Friday, April 1, 2016

void-of-course (moon lessons)

~At the edge of my awareness, I am alert to all that is around me. Eagle has made a home here and every day I hope to catch a glimpse of his wide wings embracing the sky. 

~Running in the park, I come upon a herd of deer. I quickly pause as they pause. We regard each other ... "Hello sisters" I like to say. One seems to nod before bounding off to join the others. I linger, watching for her to take a final glance back at me. Yes, I am here, just as you are.



~Rainy weather means I will find my favorite "Old Man" horse inside at the stables. At 28 he is the senior of the herd. I stand by his stall, one hand on his shoulder, the other held palm facing up towards his muzzle. I send him reiki but really he sends it to me. I watch his eyes soften, his breath deepen, feeling the warmth on my hand, feeling his dreams wash through my body. Green pastures, sunshine, rolling with ease and freedom. I feel him slowly ceding his memories with grace and celebration. It is a gift, this time with him. I quietly sing to him "Old man take a look at my life, I'm a lot like you were ..."

~We head out on a Friday afternoon driving west, arriving in time to watch the Sandhill cranes returning to roost overnight at the Platte River. Every Spring they spend a month here fattening up for the journey northwards, heading to Canada, Alaska and even Siberia. Under the cover of a rapidly descending darkness they fly in. We can barely see them, but we can HEAR them. 





These are the many threads jumbled together in my heart and in my life. I am on a bit of a wild, internal ride - remember Mr. Toad and Wind in the Willows?

Spring was moving in the air above and in the earth below and around him, penetrating even his dark and lowly little house with its spirit of divine discontent and longing ...  

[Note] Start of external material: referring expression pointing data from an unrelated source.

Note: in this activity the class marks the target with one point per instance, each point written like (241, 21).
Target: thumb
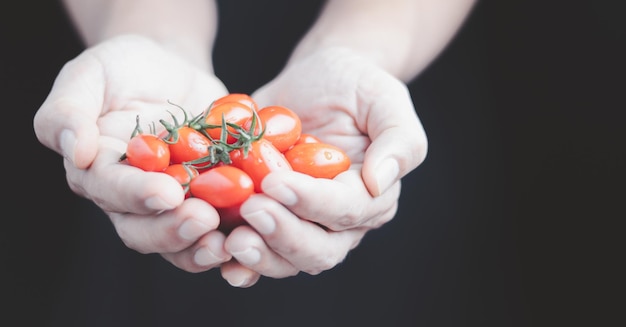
(399, 142)
(66, 122)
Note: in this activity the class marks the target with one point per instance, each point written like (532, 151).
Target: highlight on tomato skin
(320, 160)
(222, 186)
(183, 174)
(281, 126)
(187, 145)
(232, 112)
(147, 152)
(261, 159)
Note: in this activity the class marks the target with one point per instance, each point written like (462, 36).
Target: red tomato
(237, 97)
(319, 160)
(188, 145)
(233, 112)
(222, 186)
(183, 174)
(282, 126)
(262, 158)
(148, 152)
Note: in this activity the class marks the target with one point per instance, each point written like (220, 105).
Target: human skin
(346, 80)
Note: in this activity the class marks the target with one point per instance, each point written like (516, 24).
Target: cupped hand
(300, 223)
(88, 118)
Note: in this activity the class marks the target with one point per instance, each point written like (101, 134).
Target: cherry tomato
(262, 158)
(237, 97)
(319, 160)
(148, 152)
(282, 126)
(183, 174)
(187, 144)
(233, 112)
(222, 187)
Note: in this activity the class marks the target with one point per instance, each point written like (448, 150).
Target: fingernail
(204, 257)
(282, 193)
(157, 203)
(262, 221)
(249, 256)
(191, 229)
(386, 174)
(68, 144)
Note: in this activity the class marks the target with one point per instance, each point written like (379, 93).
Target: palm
(139, 78)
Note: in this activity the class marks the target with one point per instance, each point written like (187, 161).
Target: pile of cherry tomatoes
(222, 155)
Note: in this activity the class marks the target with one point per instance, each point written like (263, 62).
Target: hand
(88, 118)
(304, 224)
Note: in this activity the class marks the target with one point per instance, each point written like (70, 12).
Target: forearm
(401, 36)
(187, 27)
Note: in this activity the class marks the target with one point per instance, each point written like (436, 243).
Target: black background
(511, 220)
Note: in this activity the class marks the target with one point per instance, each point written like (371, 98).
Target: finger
(238, 275)
(169, 231)
(338, 204)
(66, 121)
(399, 142)
(304, 244)
(250, 250)
(205, 254)
(118, 187)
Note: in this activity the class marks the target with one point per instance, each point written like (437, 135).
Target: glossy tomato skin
(282, 126)
(233, 112)
(262, 158)
(237, 97)
(182, 174)
(148, 152)
(320, 160)
(222, 187)
(190, 145)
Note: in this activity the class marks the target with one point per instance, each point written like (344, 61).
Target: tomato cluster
(222, 155)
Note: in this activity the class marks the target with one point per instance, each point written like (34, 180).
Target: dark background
(511, 220)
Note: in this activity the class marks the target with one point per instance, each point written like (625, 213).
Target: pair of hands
(298, 223)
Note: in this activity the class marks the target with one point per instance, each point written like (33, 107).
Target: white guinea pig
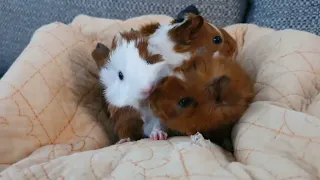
(129, 75)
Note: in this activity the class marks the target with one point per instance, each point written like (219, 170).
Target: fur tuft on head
(184, 13)
(128, 76)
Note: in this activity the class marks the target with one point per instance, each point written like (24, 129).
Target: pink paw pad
(121, 141)
(158, 135)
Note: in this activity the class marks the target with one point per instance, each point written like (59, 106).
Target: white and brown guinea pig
(187, 34)
(129, 73)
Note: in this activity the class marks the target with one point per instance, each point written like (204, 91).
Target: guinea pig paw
(157, 134)
(124, 140)
(197, 137)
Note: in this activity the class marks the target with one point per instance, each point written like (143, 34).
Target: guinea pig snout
(147, 91)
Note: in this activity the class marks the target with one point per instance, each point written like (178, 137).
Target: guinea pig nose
(148, 91)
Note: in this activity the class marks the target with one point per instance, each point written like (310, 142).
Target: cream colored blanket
(50, 104)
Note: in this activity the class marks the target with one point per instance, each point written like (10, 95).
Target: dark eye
(120, 75)
(185, 102)
(217, 40)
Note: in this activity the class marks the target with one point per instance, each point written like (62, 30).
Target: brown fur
(149, 29)
(196, 33)
(221, 90)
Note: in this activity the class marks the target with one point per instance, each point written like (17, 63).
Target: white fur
(160, 43)
(138, 75)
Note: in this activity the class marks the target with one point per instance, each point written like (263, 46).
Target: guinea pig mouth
(148, 91)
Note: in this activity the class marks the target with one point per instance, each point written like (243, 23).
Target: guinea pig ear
(188, 30)
(229, 48)
(100, 54)
(219, 87)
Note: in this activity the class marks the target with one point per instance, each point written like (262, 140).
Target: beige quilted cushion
(50, 104)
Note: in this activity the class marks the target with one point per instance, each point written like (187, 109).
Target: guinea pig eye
(120, 75)
(217, 40)
(185, 102)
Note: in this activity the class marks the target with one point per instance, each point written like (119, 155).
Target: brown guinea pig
(190, 33)
(207, 97)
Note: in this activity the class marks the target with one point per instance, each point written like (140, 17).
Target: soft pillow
(50, 103)
(293, 14)
(22, 18)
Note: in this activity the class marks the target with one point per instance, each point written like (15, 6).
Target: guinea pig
(187, 34)
(207, 97)
(128, 73)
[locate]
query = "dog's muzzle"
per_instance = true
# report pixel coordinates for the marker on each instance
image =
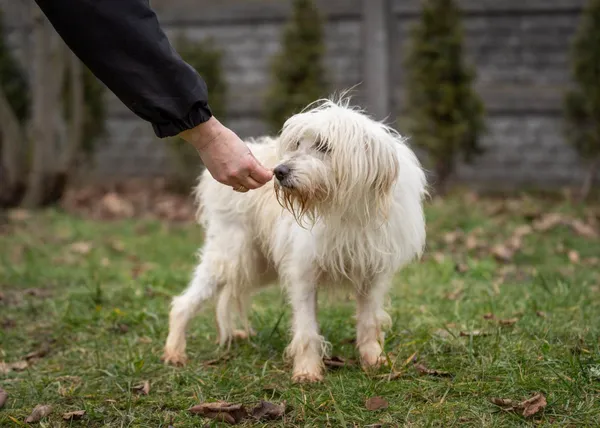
(282, 173)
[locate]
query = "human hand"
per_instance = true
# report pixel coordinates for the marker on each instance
(226, 157)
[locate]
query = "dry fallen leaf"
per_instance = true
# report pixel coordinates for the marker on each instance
(376, 403)
(508, 321)
(268, 411)
(548, 222)
(472, 242)
(221, 411)
(40, 411)
(502, 253)
(451, 237)
(82, 247)
(456, 294)
(16, 366)
(77, 414)
(583, 229)
(422, 369)
(335, 362)
(42, 352)
(527, 407)
(522, 230)
(473, 333)
(574, 257)
(3, 397)
(439, 258)
(115, 205)
(214, 361)
(461, 267)
(534, 405)
(18, 215)
(143, 388)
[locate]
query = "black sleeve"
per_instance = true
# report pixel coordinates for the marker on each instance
(122, 43)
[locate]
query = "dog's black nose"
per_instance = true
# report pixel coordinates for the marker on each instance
(281, 171)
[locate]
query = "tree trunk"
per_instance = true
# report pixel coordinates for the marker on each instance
(443, 171)
(76, 119)
(11, 159)
(47, 80)
(589, 180)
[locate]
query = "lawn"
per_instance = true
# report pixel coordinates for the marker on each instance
(505, 304)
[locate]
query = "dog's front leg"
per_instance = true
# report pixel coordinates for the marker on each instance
(307, 345)
(371, 320)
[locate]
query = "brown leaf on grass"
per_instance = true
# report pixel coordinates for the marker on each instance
(266, 410)
(3, 397)
(16, 366)
(534, 405)
(376, 403)
(40, 411)
(502, 253)
(143, 388)
(548, 222)
(214, 361)
(527, 407)
(117, 246)
(472, 242)
(19, 215)
(461, 267)
(473, 333)
(114, 205)
(584, 230)
(439, 257)
(451, 237)
(508, 321)
(456, 293)
(335, 362)
(8, 323)
(422, 369)
(77, 414)
(391, 376)
(39, 353)
(81, 247)
(221, 411)
(16, 254)
(523, 230)
(574, 257)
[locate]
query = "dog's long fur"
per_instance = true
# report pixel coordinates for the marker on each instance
(349, 213)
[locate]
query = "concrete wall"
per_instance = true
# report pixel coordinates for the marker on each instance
(520, 50)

Through a route too difficult to fully explain here (it requires a full pot of tea, an afternoon outside of time and a comfortable seat to relax into) I have been examining and considering my own rhythms and cycles through study of the Moon's. Cultivating a Moon Practice has been a source of immense insight, grounding, and inspiration for me. What has bubbled up as a result of charting my days and studying the energies involved in La Luna's monthly travels is a deeper understanding of my own relationship to these rhythms and energies. What hit me today was understanding how the moon moves through transitions - something I do not manage gracefully or with much ease. That I am wobbling through IMMENSE transitions had not really sunk in until I had it reflected back to me through La Luna's example.

Menopause, the death of my mother, my daughter's transition into puberty - hello?! Transition overload!  Making this all the more intense has been my own impatience with myself. Why can't I figure out what it is I want to be doing with myself? Why can't I settle upon one course of action? Why am I so distractible? How is it months go by and I cannot account for myself, my actions? I realize I am judging my life through the lens of a mindset that is useful when the energy of the season supports growth and development. But in the flux of transition - the letting go in order to open to receive - this kind of thinking (productivity, accountability, results, action) only makes matters more intense given the vulnerability inherent in change or transformation. 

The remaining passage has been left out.